Sehr kontroversiell wurde erörtert, auf welcher Basis Keppert zur Ansicht gelangte, dass die Bilanzierungsfehler so "wesentlich" waren, dass sie Nichtigkeit bewirkten. Der Diskussion über "Wesentlichkeit" und "Werterhellung" entwuchs ein heftiges Wortgefecht, das so endete. Herbst: "Machen Sie regelmäßig selbst Bankprüfungen?" Keppert: "Nein, das letzte Mal 1986, als ich bei der KPMG war." Herbst: "Ist man ein Fachmann auf dem Gebiet, wenn man 21 Jahre lang keine Bankprüfung vornimmt?" Keppert: "Ich bin nicht Sachverständiger für Bankprüfung, sondern für Bilanzierung".

Ob er als Gutachter "alle Unterlagen der KPMG gesehen habe", wollte Reiters Anwalt von Keppert wissen. "Nein, weil es ungefähr ein Zimmer ist", antwortete der, um hinzuzufügen, "dass das auch nicht notwendig gewesen wäre, weil: Die relevanten Akten habe ich gesehen". Und, so stellte Keppert klar, "zur Prüfung der Sondergeschäfte gab es bei der KPMG keine Akten. Die hat Reiter selbst gemacht, und da gab es nur handschriftliche Aktenvermerke."

Casino Jerich im Fokus

Lange gestritten wurde auch über die Casino-Jericho-Frage rund um die CAP Holding. Die Bawag hat ja ihren Anteil am 2000 gesperrten Kasino im Kampfgebiet auf 120 Mio. Euro aufgewertet (die Casino AG hat ihren abgewertet), Keppert geht davon aus, dass eine Abschreibung auf null notwendig gewesen wäre. Ebenso hätte die Bawag einen CAP-Kredit (41 Mio. Euro) wertberichtigen müssen, die Anwälte Reiters sehen das anders. Sie führen einen der Bawag überschriebenen Versicherungsanspruch von 45 Mio.

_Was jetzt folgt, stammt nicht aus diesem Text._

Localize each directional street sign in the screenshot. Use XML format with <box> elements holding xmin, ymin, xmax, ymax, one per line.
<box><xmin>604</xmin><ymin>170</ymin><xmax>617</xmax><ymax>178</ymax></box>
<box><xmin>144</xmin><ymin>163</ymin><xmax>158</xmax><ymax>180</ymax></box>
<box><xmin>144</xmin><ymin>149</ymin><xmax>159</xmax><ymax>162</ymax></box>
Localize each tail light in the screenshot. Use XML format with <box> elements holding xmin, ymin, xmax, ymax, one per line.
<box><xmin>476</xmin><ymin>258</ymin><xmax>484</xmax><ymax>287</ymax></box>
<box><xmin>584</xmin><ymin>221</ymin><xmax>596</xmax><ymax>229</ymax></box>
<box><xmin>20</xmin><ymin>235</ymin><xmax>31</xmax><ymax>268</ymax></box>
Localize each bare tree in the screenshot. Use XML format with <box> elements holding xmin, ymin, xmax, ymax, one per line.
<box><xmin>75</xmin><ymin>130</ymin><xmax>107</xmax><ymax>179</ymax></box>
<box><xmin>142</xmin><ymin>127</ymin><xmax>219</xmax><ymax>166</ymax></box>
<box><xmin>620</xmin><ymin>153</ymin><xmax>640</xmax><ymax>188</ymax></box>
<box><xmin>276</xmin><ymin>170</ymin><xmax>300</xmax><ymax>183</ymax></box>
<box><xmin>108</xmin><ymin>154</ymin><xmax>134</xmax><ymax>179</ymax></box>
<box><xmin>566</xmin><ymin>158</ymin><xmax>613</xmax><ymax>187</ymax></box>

Dollar (gegen die Gaza Ahliea Insurance, die die Zahlung verweigert hat) ins Treffen.

Das Ende vom Lied: neue Beweisanträge - und die Ankündigung der Richterin, dass "voraussichtlich" bis 29. Februar weiterverhandelt wird. (Renate Graber, DER STANDARD, Print-Ausgabe, 30.1.2008)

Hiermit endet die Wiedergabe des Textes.